第16話 王城の扉、囁く王冠の因果
王都の中心部――白亜の石で築かれた王城は、夜霧の中に浮かぶ幻のごとく静まり返っていた。
だが、その静けさは眠りではなく、獲物を待つ捕食者の静止だった。
アリエル・ローゼンベルクは北側の下水道口から続く秘密の階段を登りきり、城内の石廊下に足を踏み入れた。

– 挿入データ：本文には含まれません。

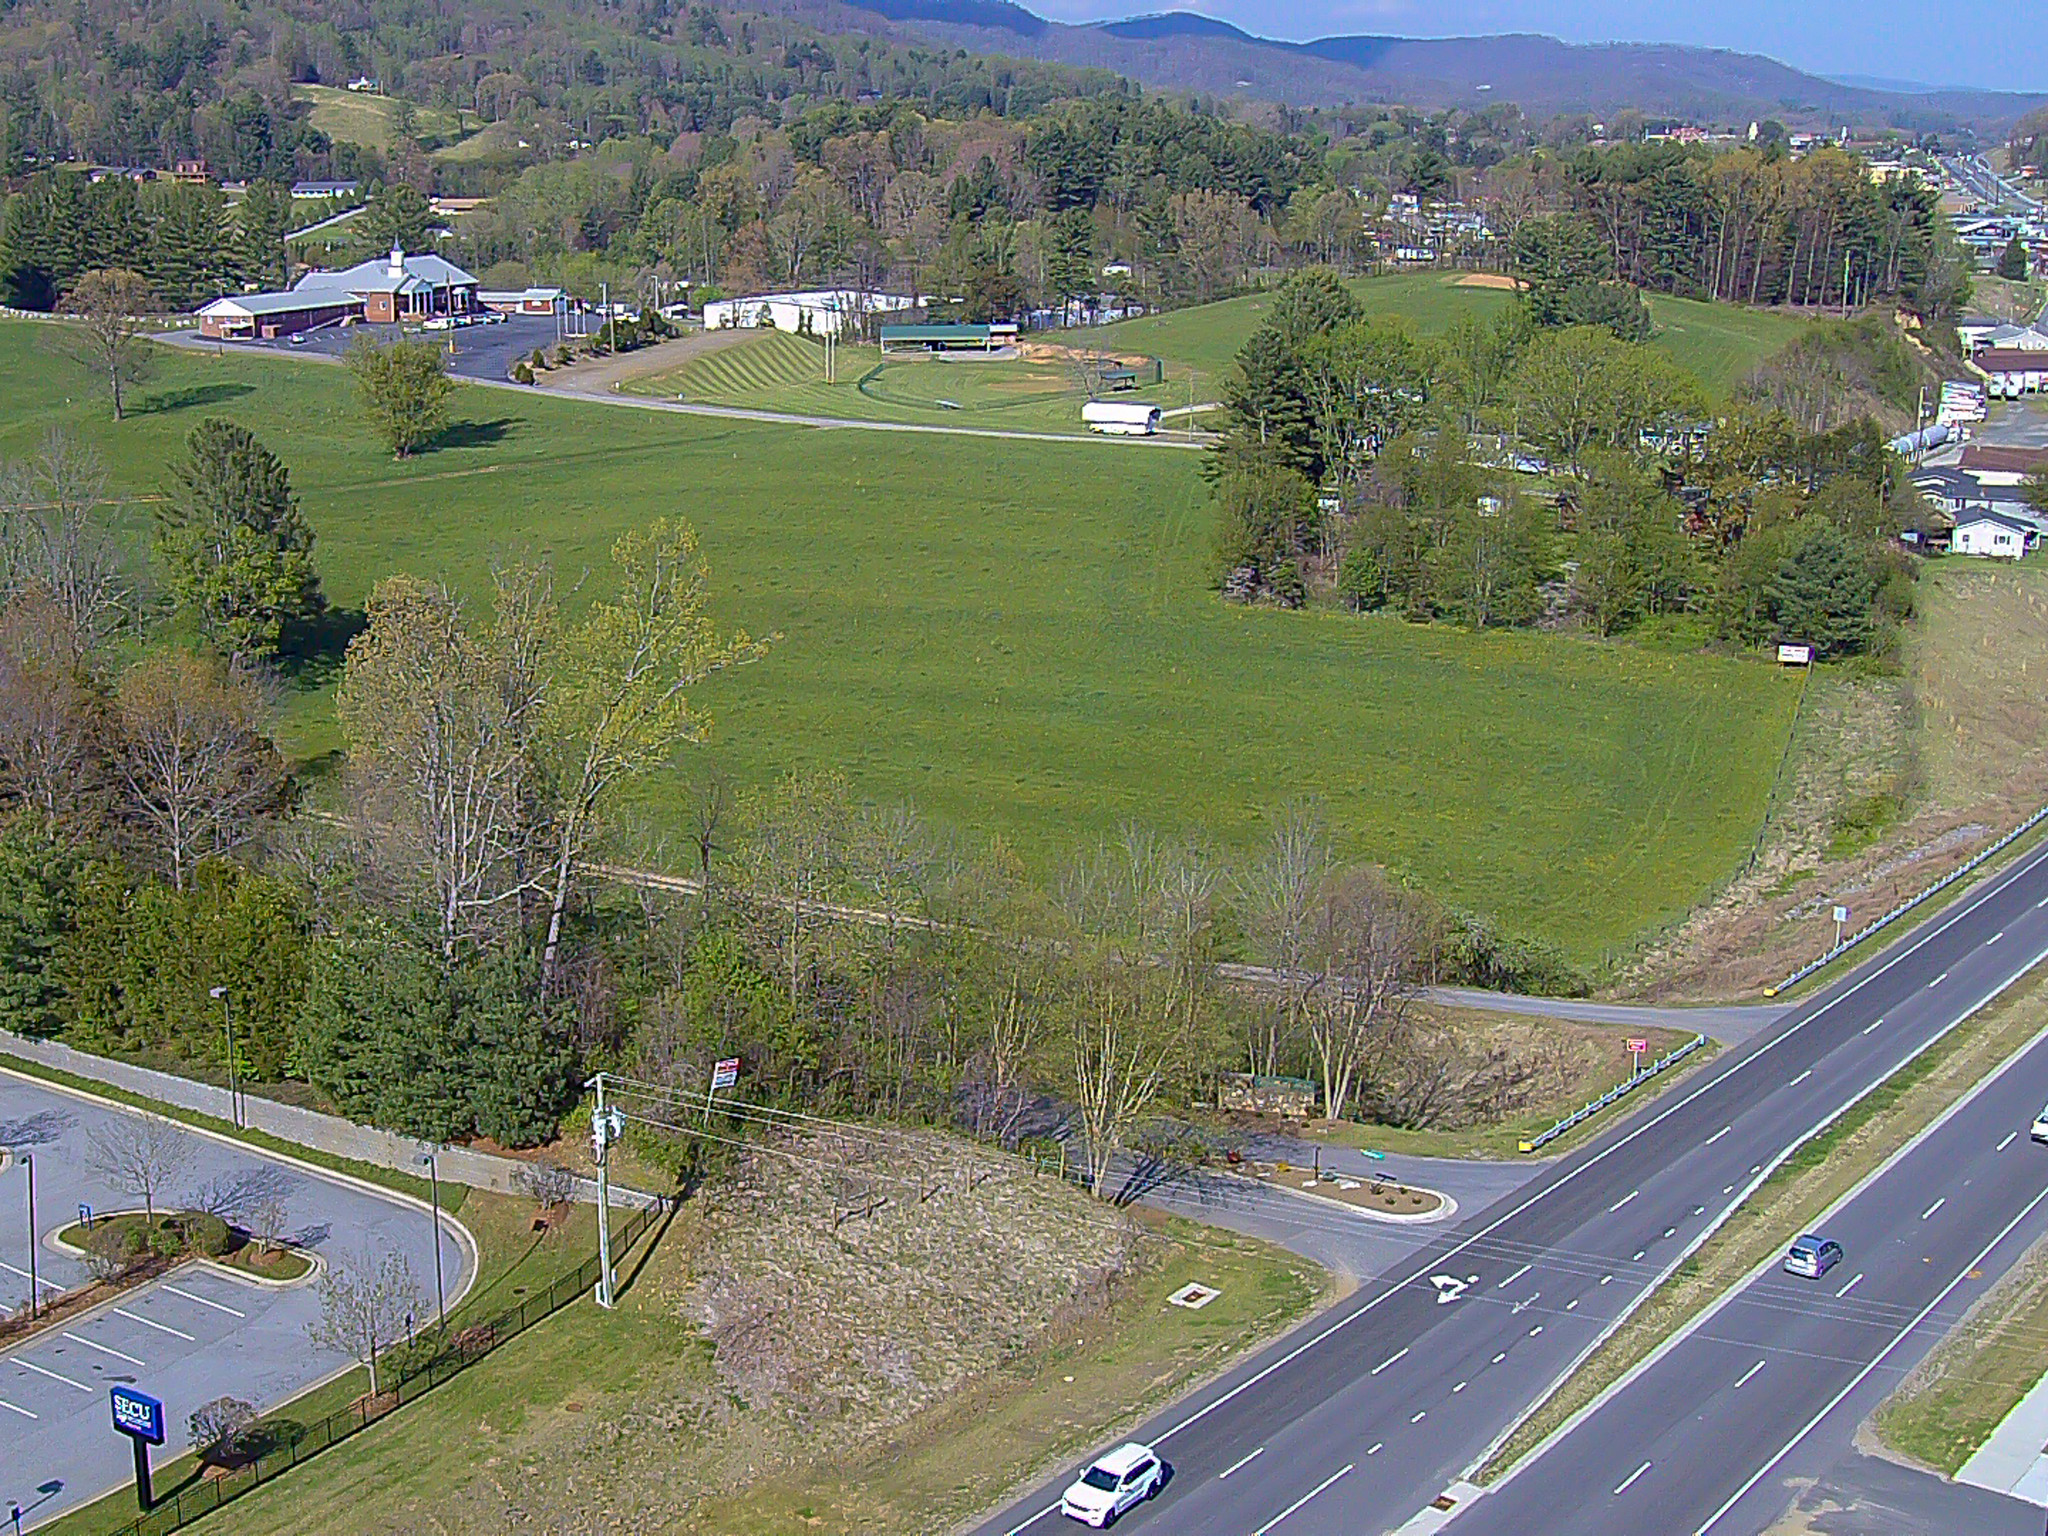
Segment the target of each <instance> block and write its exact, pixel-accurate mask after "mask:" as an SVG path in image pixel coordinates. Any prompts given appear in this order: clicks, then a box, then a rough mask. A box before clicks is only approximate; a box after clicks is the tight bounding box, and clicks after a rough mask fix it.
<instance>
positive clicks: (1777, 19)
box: [1022, 0, 2048, 92]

月明かりが高窓から差し込み、光と影の縞を床に落としている。
「……音を立てないで」
背後の仲間に短く指示を飛ばし、リリアと共に先に進む。
外套の中で握った手は冷たく、刃と同じ重さの決意だけがそこに宿っていた。
だが、突き当たりの回廊に差しかかった瞬間、足音が二重三重に響く。
兵士ではない。鎧の擦れる音はなく、しかし威圧感だけが確かに迫ってくる。
そこに現れたのは、一人の若い男。
金の髪を後ろで束ね、深い蒼のマントを肩にかけたその姿――第一王子、ルシアン・ヴァレリアであった。
「……お前が、反逆者アリエルか」
彼の瞳は冷えていたが、どこか計測するような光を帯びている。
アリエルは一歩も引かず、視線をぶつける。
「反逆者の名は望んで背負ったものではない。だが、あなたたち王族がどう因果を握り潰してきたのか……見に来た」
ルシアンは口元だけで笑った。
「因果? それは“王冠”が代々受け継ぐ鎖のことだろう。お前の〈因果断絶〉――あれは、その鎖を破壊できる唯一の刃だ」
「……なら、なおさら黙ってはいられない」
アリエルの紅の瞳がわずかに揺れる。
眼前の王子が、まるで“来世の因果”という言葉の意味を知っているように感じたのだ。
彼はわずかに顔を近づけ、低く囁く。
「来世の因果は、我ら王族も支配できぬ領域。だが、その扉を開く鍵は……お前だ、アリエル・ローゼンベルク」
心臓が跳ねた。その瞬間、背後の闇から矢が放たれる。
リリアの短い悲鳴とともに、矢は石壁をかすめる。
王子はひらりと身を翻し、影の中へ姿を消す。
「また会おう、“鍵”の娘よ」
残されたのは、静まり返った廊下と、胸に残る言葉だけだった。
アリエルは剣を構えたまま、ぴたりと足を止める。
「……進むわよ。どうせ向こうも待っている」
リリアが息を整え、頷く。
王城の奥、王冠の座する謁見の間へ。
そこには、まだ名も顔も知らぬ“来世の因果”の主が、きっと立っているのだから。